My ability to remember song lyrics from the ’80s far exceeds my ability to remember why I walked into the kitchen. Aging is strange. Did you know outside of Orcas, humans are the only other mammal that have the longest post procreation, and for women, postmenopausal stage in life? It’s kind of cruel in a way. Our brain wants to live in its prime when we were at the top of our social game, where we could go out three times a week while holding a full-time job and be at the top of our physical health, where we could carry things without pain and bike all day and not need a week to recover. And for some of us where our marriages were at their peak before the work set in.
Our brains are meant to emphasize those times in our life because at a base level those are the things we needed to survive, not unlike our ancestors remembering things like “Oh yeah, bears like to eat us, we shouldn’t be friends with them,” and “There’s a clean source of water where we won’t get dysentery and die.” These were the skills we needed for survival. And we still experience them albeit on a different cognitive level.
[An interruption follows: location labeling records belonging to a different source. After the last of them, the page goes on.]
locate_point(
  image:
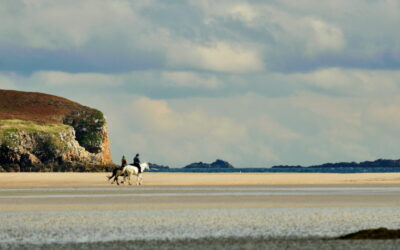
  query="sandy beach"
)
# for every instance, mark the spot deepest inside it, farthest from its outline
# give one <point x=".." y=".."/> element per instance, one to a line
<point x="27" y="180"/>
<point x="38" y="210"/>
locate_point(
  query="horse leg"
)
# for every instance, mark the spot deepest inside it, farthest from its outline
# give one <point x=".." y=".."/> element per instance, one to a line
<point x="140" y="179"/>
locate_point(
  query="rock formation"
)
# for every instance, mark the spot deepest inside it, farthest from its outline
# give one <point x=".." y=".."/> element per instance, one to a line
<point x="40" y="132"/>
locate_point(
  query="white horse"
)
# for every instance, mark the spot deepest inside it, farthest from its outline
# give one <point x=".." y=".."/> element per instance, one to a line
<point x="130" y="170"/>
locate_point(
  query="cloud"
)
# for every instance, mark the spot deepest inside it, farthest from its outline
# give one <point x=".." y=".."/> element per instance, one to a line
<point x="219" y="57"/>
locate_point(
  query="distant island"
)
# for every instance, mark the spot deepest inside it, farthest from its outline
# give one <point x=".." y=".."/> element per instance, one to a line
<point x="217" y="164"/>
<point x="380" y="163"/>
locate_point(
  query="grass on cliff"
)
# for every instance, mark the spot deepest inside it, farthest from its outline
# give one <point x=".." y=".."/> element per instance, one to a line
<point x="8" y="127"/>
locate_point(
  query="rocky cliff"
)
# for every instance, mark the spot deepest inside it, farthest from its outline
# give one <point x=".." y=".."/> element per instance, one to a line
<point x="40" y="132"/>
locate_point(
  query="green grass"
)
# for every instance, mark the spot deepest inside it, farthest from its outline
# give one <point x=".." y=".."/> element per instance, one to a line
<point x="9" y="129"/>
<point x="13" y="126"/>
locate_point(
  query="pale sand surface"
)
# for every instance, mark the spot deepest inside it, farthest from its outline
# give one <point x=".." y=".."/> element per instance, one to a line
<point x="92" y="191"/>
<point x="28" y="180"/>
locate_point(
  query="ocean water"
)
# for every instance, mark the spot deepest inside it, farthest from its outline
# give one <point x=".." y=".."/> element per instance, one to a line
<point x="284" y="227"/>
<point x="283" y="170"/>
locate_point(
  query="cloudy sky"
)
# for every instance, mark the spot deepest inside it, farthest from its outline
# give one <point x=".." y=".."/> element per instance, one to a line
<point x="257" y="83"/>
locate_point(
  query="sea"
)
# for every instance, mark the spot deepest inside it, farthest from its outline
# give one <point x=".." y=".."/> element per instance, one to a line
<point x="343" y="170"/>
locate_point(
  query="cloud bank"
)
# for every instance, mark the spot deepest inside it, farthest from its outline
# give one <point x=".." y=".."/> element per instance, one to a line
<point x="256" y="83"/>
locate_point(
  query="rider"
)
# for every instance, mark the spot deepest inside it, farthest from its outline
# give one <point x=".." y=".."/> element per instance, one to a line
<point x="123" y="161"/>
<point x="136" y="162"/>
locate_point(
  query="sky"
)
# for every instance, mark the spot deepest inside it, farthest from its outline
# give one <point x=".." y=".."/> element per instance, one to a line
<point x="256" y="83"/>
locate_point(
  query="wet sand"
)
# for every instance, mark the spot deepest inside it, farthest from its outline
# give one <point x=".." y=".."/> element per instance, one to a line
<point x="85" y="211"/>
<point x="30" y="180"/>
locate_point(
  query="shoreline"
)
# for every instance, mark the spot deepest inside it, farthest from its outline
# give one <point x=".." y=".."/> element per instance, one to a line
<point x="75" y="179"/>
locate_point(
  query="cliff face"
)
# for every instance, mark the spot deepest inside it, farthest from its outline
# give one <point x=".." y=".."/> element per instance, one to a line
<point x="40" y="132"/>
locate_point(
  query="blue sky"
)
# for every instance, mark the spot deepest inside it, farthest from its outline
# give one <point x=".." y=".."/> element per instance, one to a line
<point x="257" y="83"/>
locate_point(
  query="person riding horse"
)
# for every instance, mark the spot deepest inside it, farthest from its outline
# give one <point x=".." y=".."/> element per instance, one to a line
<point x="136" y="162"/>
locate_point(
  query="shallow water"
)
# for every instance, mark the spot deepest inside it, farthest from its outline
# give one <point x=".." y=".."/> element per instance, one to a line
<point x="250" y="227"/>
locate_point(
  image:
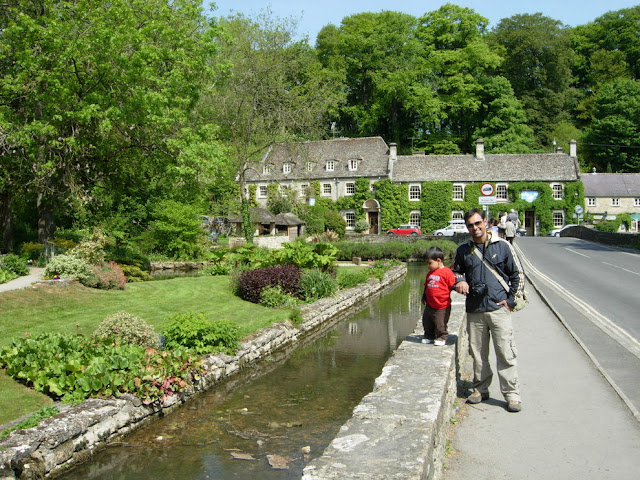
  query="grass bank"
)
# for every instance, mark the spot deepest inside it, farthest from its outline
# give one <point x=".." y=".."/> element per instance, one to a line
<point x="78" y="310"/>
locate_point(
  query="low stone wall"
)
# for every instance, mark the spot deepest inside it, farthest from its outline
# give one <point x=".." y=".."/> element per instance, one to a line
<point x="399" y="430"/>
<point x="77" y="432"/>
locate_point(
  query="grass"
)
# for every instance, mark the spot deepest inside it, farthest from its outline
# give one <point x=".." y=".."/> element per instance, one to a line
<point x="78" y="310"/>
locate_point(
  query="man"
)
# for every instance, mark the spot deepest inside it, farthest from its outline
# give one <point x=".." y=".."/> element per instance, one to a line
<point x="489" y="306"/>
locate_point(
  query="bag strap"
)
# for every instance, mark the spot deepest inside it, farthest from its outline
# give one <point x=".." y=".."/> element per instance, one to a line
<point x="492" y="270"/>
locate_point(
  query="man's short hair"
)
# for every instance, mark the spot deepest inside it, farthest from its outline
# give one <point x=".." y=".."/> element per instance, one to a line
<point x="434" y="253"/>
<point x="472" y="212"/>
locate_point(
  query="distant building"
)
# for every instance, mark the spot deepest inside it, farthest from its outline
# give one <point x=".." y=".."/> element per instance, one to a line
<point x="337" y="164"/>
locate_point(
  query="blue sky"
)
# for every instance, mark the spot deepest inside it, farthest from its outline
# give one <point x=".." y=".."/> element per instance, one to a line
<point x="313" y="15"/>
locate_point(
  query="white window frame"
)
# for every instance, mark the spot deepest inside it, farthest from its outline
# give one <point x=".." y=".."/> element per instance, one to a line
<point x="350" y="218"/>
<point x="350" y="188"/>
<point x="558" y="218"/>
<point x="558" y="191"/>
<point x="415" y="219"/>
<point x="458" y="192"/>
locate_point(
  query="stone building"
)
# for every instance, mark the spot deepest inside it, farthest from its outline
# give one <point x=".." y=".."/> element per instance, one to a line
<point x="337" y="164"/>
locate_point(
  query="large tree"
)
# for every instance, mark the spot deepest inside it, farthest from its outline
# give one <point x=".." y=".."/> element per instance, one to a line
<point x="98" y="95"/>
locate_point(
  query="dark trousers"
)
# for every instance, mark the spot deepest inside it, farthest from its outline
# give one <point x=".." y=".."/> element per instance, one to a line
<point x="435" y="321"/>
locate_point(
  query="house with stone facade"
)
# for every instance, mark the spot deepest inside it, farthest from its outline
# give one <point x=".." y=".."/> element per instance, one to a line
<point x="335" y="165"/>
<point x="608" y="195"/>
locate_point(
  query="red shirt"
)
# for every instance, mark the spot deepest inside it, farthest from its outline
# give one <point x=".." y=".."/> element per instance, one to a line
<point x="437" y="287"/>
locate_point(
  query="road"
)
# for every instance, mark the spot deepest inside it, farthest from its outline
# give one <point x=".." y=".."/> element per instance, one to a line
<point x="593" y="289"/>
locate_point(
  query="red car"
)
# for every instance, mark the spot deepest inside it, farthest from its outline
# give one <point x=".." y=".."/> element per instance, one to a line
<point x="405" y="230"/>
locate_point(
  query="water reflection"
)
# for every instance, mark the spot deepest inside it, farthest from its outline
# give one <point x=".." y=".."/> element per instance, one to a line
<point x="240" y="430"/>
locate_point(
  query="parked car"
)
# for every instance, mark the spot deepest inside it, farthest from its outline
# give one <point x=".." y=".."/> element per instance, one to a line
<point x="556" y="232"/>
<point x="405" y="230"/>
<point x="451" y="229"/>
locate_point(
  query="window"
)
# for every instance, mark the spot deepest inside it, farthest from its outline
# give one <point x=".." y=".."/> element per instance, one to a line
<point x="558" y="219"/>
<point x="414" y="219"/>
<point x="557" y="191"/>
<point x="350" y="218"/>
<point x="458" y="192"/>
<point x="350" y="188"/>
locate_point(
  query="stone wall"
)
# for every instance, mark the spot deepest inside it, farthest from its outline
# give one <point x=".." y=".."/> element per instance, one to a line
<point x="77" y="432"/>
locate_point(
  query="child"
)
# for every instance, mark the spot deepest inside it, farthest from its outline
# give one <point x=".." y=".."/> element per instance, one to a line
<point x="437" y="297"/>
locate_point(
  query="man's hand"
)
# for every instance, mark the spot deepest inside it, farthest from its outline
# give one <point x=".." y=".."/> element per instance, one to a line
<point x="462" y="287"/>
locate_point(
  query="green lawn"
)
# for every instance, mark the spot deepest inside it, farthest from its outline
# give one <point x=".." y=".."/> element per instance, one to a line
<point x="78" y="310"/>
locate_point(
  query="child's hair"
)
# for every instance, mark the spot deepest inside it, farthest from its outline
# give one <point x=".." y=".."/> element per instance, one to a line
<point x="434" y="253"/>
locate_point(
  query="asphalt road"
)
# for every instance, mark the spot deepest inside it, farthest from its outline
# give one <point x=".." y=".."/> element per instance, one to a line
<point x="594" y="290"/>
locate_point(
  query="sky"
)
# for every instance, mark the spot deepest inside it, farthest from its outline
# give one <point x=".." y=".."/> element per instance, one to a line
<point x="313" y="15"/>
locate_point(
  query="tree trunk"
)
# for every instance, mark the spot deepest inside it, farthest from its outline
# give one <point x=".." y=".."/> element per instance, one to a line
<point x="46" y="226"/>
<point x="6" y="222"/>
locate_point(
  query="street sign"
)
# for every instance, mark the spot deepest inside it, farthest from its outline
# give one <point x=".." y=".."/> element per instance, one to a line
<point x="488" y="200"/>
<point x="486" y="189"/>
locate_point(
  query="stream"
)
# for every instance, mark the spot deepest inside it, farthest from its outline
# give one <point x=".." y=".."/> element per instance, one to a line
<point x="269" y="426"/>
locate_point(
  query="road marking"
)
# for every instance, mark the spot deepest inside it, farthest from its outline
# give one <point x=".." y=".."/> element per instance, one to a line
<point x="616" y="332"/>
<point x="577" y="253"/>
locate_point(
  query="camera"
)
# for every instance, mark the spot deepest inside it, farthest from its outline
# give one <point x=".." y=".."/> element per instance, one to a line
<point x="478" y="289"/>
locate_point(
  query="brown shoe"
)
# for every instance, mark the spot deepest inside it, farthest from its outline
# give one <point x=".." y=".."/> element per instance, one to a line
<point x="513" y="406"/>
<point x="477" y="397"/>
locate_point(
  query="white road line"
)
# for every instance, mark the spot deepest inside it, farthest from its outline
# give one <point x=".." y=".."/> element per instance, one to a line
<point x="616" y="332"/>
<point x="577" y="253"/>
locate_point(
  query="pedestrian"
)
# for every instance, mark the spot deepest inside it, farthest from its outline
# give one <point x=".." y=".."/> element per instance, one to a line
<point x="476" y="267"/>
<point x="437" y="298"/>
<point x="510" y="231"/>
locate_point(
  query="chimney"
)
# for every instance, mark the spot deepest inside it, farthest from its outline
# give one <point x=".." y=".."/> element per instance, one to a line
<point x="573" y="149"/>
<point x="480" y="149"/>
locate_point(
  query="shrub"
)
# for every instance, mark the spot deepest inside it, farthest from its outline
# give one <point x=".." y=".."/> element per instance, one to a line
<point x="347" y="279"/>
<point x="67" y="266"/>
<point x="251" y="283"/>
<point x="272" y="296"/>
<point x="316" y="284"/>
<point x="106" y="276"/>
<point x="14" y="263"/>
<point x="200" y="335"/>
<point x="126" y="328"/>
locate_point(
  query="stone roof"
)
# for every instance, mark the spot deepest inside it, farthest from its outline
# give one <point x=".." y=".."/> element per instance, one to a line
<point x="495" y="168"/>
<point x="371" y="153"/>
<point x="611" y="184"/>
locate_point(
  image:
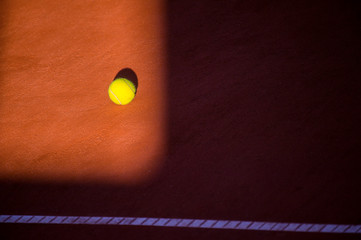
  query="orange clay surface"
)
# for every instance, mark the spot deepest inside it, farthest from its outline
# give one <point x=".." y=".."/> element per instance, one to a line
<point x="57" y="122"/>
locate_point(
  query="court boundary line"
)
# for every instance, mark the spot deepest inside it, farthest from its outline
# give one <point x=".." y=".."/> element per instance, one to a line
<point x="185" y="223"/>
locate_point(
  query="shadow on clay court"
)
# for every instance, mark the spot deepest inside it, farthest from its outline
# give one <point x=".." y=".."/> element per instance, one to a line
<point x="262" y="126"/>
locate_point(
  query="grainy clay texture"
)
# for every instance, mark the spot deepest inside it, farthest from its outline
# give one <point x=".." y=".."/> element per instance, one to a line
<point x="247" y="112"/>
<point x="58" y="58"/>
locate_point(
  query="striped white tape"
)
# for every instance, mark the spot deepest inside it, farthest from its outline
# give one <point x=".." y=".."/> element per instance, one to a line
<point x="184" y="223"/>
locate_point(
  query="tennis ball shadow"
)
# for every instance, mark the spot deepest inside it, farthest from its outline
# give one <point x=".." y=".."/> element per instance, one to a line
<point x="128" y="74"/>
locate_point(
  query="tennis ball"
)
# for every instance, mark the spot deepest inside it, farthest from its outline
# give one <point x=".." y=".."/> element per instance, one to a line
<point x="121" y="91"/>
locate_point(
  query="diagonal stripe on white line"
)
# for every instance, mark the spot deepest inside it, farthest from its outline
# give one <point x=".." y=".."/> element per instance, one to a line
<point x="184" y="223"/>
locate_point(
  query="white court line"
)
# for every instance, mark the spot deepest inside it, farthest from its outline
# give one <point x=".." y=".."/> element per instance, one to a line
<point x="184" y="223"/>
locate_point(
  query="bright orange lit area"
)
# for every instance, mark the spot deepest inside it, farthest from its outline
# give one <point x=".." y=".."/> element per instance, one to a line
<point x="57" y="122"/>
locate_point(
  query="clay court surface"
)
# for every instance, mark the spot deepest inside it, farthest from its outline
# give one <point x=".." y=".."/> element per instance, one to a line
<point x="246" y="110"/>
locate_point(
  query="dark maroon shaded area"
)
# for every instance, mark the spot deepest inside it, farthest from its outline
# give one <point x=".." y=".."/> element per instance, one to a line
<point x="263" y="125"/>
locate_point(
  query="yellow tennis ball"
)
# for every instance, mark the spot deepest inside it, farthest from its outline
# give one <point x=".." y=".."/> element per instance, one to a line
<point x="121" y="91"/>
American culture in particular, worse with the advent of influencers, seem to be perpetually chasing youth when in reality our brain and our bodies are meant to change. And I use that word specifically instead of decline. Other cultures around the world, we are the revered aunties and uncles that the youth come to when they aren’t able to talk to their parents or the younger employees asking how to manage a situation because we’ve already been through it. We need to start embracing this time as being a fount of wisdom as opposed to a dried up well. This is why I think it’s always a good idea to have friends that are younger and older than yourself. You can stay in touch with the times and understand the present but also have that wisdom of anticipating the future, positive or not, so it won’t be a surprise when you get there.
Do I like aging? Hell no. It annoys the fuck out of me because I can’t remember the lyrics to that Squeeze song. And I can’t go ski the back bowls for hours on end without needing to sleep in and pop ibuprofen like m&ms the next day. But I’m learning to embrace the suck and revel in the wisdom and experience that I’ve lived a pretty freaking full life in these 56 years. I’m reading a book called “Why We Remember” by C.Ranganath, PhD. He discusses one of the major reasons for cognitive decline is not challenging the plasticity of our brain to learn new things. Getting set in patterns and predictability and routine is actually detrimental to our memory as we age. We need to challenge ourselves. It’s when we struggle that our brains learn the most. Which is why this year I’ve challenged myself become more fluent in Spanish again and attempting to learn Korean because my guilty pleasure is watching a K-drama during my off weeks.
My lesson is this, fight for your health, forget about chasing youth. We’re not built that way. Protect your body AND your brain. I am totally convinced my grandfather lived into his mid-90s because he did a crossword puzzle everyday, puttered in his shop and ate the freaking pie. I don’t feel my age but it’s okay on days that I do. I am the healthiest I’ve been in a decade and blessed to have people that have traveled with me along the way, whether for a moment or a while. Drink your water, find happiness in the present, and recycle when you can. Thanks for sharing my journey.